I don't have a clean standalone reproduction, but you can see the OpenGL side here: https://github.com/YaLTeR/bxt-rs/blob/0721b28573c689009b831e9d8dd9a43af33a9854/src/modules/capture/mod.rs#L247
If you look at acquire_image_and_sample
you can see all it's got is a vkQueueSubmit
with an empty command buffer: https://github.com/YaLTeR/bxt-rs/blob/0721b28573c689009b831e9d8dd9a43af33a9854/src/modules/capture/vulkan.rs#L173
Note that this crash seems to only occur under GPU load. If I run this code with a small framebuffer and no programs open, it runs fine and performs its job correctly (the commented code there does an image copy, then runs a compute shader to convert colors from RGB to YUV and saves the result into a file, all of this works completely correctly if the GPU crash doesn't happen). However, if I am recording a screencast (with OBS for example) or if I run it on a 16K framebuffer (xrandr --output DisplayPort-2 --scale-from 15360x8640
), or if I run it on a small framebuffer but spam it multiple times over a short timespan, then the GPU crash happens. Enabling the validation layers makes the crash easier to happen, too (because of the additional overhead?).
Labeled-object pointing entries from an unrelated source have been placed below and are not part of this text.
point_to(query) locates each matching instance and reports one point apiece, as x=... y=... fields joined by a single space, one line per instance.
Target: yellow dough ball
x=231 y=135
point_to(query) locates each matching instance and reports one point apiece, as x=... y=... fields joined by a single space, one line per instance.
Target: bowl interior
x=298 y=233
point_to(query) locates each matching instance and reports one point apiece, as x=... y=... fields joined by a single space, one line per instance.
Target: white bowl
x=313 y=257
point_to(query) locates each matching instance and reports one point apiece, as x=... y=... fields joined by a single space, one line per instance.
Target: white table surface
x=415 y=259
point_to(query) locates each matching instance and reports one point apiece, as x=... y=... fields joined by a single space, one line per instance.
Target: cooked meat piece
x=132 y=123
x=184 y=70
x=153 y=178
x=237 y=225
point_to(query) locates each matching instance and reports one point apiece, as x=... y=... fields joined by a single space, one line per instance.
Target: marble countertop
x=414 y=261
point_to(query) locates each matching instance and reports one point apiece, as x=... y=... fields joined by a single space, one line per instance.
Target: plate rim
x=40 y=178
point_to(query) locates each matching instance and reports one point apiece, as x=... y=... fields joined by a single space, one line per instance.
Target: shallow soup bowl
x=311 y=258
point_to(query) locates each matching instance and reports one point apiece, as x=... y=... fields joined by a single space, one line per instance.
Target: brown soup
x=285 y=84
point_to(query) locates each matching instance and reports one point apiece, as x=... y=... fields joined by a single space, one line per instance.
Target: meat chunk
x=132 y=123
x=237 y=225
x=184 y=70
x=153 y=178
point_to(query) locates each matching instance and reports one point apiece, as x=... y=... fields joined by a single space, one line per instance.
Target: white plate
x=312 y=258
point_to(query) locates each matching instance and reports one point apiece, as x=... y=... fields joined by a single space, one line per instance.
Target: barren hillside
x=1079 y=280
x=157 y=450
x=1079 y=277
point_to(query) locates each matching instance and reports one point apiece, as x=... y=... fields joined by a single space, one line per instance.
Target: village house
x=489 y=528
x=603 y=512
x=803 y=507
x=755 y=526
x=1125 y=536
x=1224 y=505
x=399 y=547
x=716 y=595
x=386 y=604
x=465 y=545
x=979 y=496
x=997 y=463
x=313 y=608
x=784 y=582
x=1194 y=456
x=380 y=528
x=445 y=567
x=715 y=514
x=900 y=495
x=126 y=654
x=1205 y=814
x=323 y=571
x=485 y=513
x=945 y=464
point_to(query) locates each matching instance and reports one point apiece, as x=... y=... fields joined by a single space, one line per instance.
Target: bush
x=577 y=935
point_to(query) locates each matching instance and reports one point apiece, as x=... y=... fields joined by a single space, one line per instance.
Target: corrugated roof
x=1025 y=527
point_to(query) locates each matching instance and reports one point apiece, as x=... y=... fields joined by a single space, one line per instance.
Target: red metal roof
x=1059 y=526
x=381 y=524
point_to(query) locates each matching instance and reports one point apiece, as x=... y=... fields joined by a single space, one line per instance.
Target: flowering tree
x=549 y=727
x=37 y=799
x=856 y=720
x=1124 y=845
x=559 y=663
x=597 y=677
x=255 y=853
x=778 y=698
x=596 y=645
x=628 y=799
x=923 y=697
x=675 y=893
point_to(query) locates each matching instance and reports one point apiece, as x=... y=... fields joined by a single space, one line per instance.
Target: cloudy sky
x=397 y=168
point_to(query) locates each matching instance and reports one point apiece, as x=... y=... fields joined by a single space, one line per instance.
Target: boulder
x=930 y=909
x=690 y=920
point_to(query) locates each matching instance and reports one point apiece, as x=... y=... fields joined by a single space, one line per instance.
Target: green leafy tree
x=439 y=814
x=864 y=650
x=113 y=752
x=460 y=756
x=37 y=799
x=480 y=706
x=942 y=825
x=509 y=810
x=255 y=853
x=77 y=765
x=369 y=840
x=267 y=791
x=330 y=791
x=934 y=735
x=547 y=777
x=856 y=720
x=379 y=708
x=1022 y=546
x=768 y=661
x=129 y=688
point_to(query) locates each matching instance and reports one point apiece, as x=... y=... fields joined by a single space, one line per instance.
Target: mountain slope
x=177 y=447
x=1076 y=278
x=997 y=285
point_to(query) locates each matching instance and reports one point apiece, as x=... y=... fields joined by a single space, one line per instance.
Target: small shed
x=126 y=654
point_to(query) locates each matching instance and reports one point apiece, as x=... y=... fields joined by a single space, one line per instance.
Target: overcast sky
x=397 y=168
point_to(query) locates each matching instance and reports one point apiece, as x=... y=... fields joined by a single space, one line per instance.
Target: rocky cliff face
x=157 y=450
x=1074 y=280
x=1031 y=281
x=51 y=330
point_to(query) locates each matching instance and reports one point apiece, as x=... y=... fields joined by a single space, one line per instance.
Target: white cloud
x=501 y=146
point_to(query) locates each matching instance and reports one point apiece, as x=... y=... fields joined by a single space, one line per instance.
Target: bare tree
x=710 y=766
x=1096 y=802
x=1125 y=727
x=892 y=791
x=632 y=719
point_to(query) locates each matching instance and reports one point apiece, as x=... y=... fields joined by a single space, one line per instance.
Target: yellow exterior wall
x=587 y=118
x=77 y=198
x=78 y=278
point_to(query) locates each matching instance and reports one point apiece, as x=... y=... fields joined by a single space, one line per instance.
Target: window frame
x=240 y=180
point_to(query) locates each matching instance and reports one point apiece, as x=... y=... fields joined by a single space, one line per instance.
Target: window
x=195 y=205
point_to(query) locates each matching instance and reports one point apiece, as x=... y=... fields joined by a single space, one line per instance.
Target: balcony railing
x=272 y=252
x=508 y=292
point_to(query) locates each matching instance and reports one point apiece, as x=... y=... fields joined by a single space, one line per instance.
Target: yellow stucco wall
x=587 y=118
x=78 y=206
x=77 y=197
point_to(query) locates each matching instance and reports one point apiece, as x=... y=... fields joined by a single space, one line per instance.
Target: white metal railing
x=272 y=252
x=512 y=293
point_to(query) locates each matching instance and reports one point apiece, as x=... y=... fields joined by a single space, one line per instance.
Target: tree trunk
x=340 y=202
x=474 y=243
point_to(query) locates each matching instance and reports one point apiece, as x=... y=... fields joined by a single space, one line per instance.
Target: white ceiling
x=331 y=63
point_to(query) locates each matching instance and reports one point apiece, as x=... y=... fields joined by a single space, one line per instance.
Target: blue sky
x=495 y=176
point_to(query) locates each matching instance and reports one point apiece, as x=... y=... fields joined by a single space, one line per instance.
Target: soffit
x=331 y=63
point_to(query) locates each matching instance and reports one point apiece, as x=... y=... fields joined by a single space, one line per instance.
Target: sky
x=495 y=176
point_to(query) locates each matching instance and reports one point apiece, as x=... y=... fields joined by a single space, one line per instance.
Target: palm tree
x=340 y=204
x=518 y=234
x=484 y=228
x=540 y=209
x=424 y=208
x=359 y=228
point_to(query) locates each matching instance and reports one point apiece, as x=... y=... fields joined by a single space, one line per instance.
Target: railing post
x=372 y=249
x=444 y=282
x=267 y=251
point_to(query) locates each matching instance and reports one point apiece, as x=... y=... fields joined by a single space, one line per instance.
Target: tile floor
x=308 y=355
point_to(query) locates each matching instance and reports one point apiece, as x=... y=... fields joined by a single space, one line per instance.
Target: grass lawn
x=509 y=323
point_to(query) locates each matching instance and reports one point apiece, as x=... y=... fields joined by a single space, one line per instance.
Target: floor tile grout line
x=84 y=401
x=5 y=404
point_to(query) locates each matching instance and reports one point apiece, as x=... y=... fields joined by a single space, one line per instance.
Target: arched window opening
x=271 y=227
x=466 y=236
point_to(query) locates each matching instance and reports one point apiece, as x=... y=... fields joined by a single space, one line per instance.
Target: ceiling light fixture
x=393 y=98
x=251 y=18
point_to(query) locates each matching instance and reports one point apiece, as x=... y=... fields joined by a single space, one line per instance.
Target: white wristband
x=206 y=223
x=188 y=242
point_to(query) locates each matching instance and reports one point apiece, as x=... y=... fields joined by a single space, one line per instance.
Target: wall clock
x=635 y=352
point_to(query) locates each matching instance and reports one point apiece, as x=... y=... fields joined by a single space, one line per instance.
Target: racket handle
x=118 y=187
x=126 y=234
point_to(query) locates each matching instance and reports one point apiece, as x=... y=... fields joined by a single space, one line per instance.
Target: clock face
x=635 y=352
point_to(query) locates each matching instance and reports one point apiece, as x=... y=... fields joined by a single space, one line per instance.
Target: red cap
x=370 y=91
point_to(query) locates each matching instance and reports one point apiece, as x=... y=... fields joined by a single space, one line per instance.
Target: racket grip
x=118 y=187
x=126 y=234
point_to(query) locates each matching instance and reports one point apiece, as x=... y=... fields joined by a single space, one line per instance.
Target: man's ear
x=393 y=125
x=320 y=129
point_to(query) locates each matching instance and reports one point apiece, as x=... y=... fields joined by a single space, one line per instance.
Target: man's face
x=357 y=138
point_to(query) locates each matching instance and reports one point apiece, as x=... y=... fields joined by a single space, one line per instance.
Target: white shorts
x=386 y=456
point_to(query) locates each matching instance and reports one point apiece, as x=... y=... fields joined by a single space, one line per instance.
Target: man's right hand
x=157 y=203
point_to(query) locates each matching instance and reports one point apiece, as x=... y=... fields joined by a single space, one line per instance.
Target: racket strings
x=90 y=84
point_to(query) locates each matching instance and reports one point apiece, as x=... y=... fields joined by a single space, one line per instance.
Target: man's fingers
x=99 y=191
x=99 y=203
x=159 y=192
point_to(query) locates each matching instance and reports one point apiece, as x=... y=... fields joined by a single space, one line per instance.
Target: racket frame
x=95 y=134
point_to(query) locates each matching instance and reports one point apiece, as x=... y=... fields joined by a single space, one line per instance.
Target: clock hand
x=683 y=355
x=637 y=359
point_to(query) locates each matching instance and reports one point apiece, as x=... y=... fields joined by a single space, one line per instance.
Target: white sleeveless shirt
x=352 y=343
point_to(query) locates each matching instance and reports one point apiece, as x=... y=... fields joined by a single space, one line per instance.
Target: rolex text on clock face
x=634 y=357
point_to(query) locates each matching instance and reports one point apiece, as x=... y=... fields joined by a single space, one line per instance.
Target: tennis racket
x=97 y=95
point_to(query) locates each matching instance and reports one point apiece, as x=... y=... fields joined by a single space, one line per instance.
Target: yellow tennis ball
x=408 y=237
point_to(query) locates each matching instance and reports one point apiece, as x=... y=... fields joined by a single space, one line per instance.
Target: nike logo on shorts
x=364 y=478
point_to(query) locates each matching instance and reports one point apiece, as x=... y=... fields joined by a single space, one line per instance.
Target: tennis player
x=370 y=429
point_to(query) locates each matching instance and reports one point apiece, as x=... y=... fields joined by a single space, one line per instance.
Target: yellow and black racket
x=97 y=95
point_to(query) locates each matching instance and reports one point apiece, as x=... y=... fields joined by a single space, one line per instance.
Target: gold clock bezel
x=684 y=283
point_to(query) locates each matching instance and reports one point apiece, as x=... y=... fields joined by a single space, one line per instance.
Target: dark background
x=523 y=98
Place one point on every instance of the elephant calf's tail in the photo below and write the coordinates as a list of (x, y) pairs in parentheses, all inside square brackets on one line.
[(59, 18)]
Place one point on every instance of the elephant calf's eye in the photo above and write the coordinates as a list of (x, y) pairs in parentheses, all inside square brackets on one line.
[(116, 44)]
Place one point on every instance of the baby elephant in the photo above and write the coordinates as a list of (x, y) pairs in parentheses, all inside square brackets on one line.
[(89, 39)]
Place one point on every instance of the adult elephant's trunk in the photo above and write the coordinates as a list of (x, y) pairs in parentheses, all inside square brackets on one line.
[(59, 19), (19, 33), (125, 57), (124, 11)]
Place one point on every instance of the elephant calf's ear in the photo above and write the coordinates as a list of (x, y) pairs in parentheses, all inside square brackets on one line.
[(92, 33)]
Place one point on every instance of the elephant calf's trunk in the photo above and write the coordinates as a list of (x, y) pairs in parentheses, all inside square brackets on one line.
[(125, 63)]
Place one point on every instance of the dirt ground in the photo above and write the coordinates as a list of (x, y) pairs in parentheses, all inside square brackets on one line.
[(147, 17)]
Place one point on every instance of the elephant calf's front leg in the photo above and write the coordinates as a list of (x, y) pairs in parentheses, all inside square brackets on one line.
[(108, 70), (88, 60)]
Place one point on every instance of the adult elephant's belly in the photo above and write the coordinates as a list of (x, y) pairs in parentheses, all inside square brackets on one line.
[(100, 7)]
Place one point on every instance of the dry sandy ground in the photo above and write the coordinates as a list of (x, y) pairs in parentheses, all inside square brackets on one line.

Commenting out the call to acquire_image_and_sample
(so vkQueueSubmit
) makes the GPU crash disappear. I can even spam that code on a 16K framebuffer without any issues.
Sometimes after this GPU crash I can switch to a different VT and kill gnome-session to recover, but frequently it results in a complete system hang.
Log files as attachment
-
journalctl
of a session where I got the crash and the system hanged: kernel.log
Screenshots/video files (if applicable)
With commented out rest of the code, after the crash I usually see last 2 frames displayed on my screen quickly repeated.
When the crash occurs with the rest of the code there this is what I see:
When I am able to switch to a different VT, the "out of bounds" virtual console contents on my big monitor display these corrupted pixels as well.
Presumably when the code continues to run after the crash it overwrites some now-deallocated memory or something. Also when the code is not commented out, it doesn't say "but soft recovered", rather it does a GPU reset.